Disk usage of gateway

Andrew_Degtiariov · September 24, 2010, 11:09am

Hello!

Today I'm receive an alert about no free space on 100Gb EBS partition
which I use as "work" directory for single node ES installation.
98Gb was used by gateway. Data for ES produced from MongoDB and takes
all with indexes and other data which is not indexed in ES only 11Gb.
I have moved all data of gateway to /mnt partition (it have 500Gb) and
start ES again but shutting down ES when it hold more 30 minutes in
recovery state.
For example full indexation takes only 25 minutes and now gateway
occupy only 22 Gb (21 Gb after optimizing of indexes).

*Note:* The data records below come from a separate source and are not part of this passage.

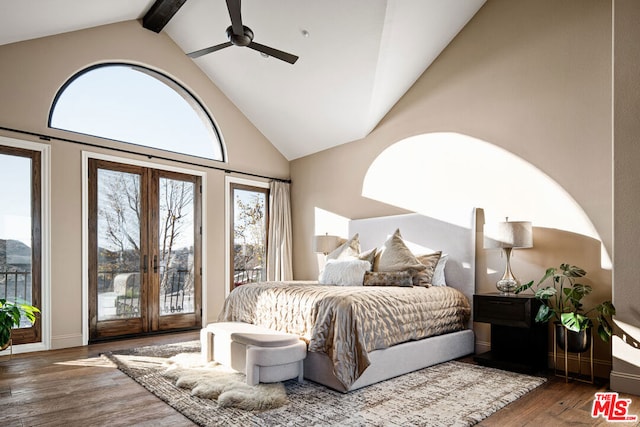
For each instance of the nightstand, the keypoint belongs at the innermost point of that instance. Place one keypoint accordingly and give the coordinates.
(518, 343)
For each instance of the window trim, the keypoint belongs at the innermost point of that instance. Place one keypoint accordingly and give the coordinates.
(86, 155)
(192, 99)
(45, 243)
(228, 237)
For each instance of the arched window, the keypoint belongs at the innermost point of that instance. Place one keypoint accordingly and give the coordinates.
(136, 105)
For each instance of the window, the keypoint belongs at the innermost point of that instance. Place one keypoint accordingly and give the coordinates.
(249, 215)
(136, 105)
(20, 234)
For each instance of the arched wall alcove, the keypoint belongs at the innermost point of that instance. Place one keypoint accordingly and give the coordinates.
(441, 174)
(444, 175)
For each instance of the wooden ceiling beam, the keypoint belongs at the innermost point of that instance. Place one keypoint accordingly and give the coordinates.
(160, 14)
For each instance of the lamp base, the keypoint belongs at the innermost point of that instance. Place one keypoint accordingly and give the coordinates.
(507, 285)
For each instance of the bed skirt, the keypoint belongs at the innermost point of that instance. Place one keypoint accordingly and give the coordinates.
(393, 361)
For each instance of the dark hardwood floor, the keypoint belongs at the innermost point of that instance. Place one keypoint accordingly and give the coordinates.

Is there a way to get clean up gateway? And is there a way to decrease
time of index recovery?

--
Andrew Degtiariov
DA-RIPE

kimchy · September 24, 2010, 5:02pm

The gateway should get cleaned up automatically. Are you storing both the
gateway and the work dir in the same location?

On Fri, Sep 24, 2010 at 1:09 PM, Andrew Degtiariov <
andrew.degtiariov@gmail.com> wrote:

Hello!

Today I'm receive an alert about no free space on 100Gb EBS partition
which I use as "work" directory for single node ES installation.
98Gb was used by gateway. Data for ES produced from MongoDB and takes
all with indexes and other data which is not indexed in ES only 11Gb.
I have moved all data of gateway to /mnt partition (it have 500Gb) and
start ES again but shutting down ES when it hold more 30 minutes in
recovery state.
For example full indexation takes only 25 minutes and now gateway
occupy only 22 Gb (21 Gb after optimizing of indexes).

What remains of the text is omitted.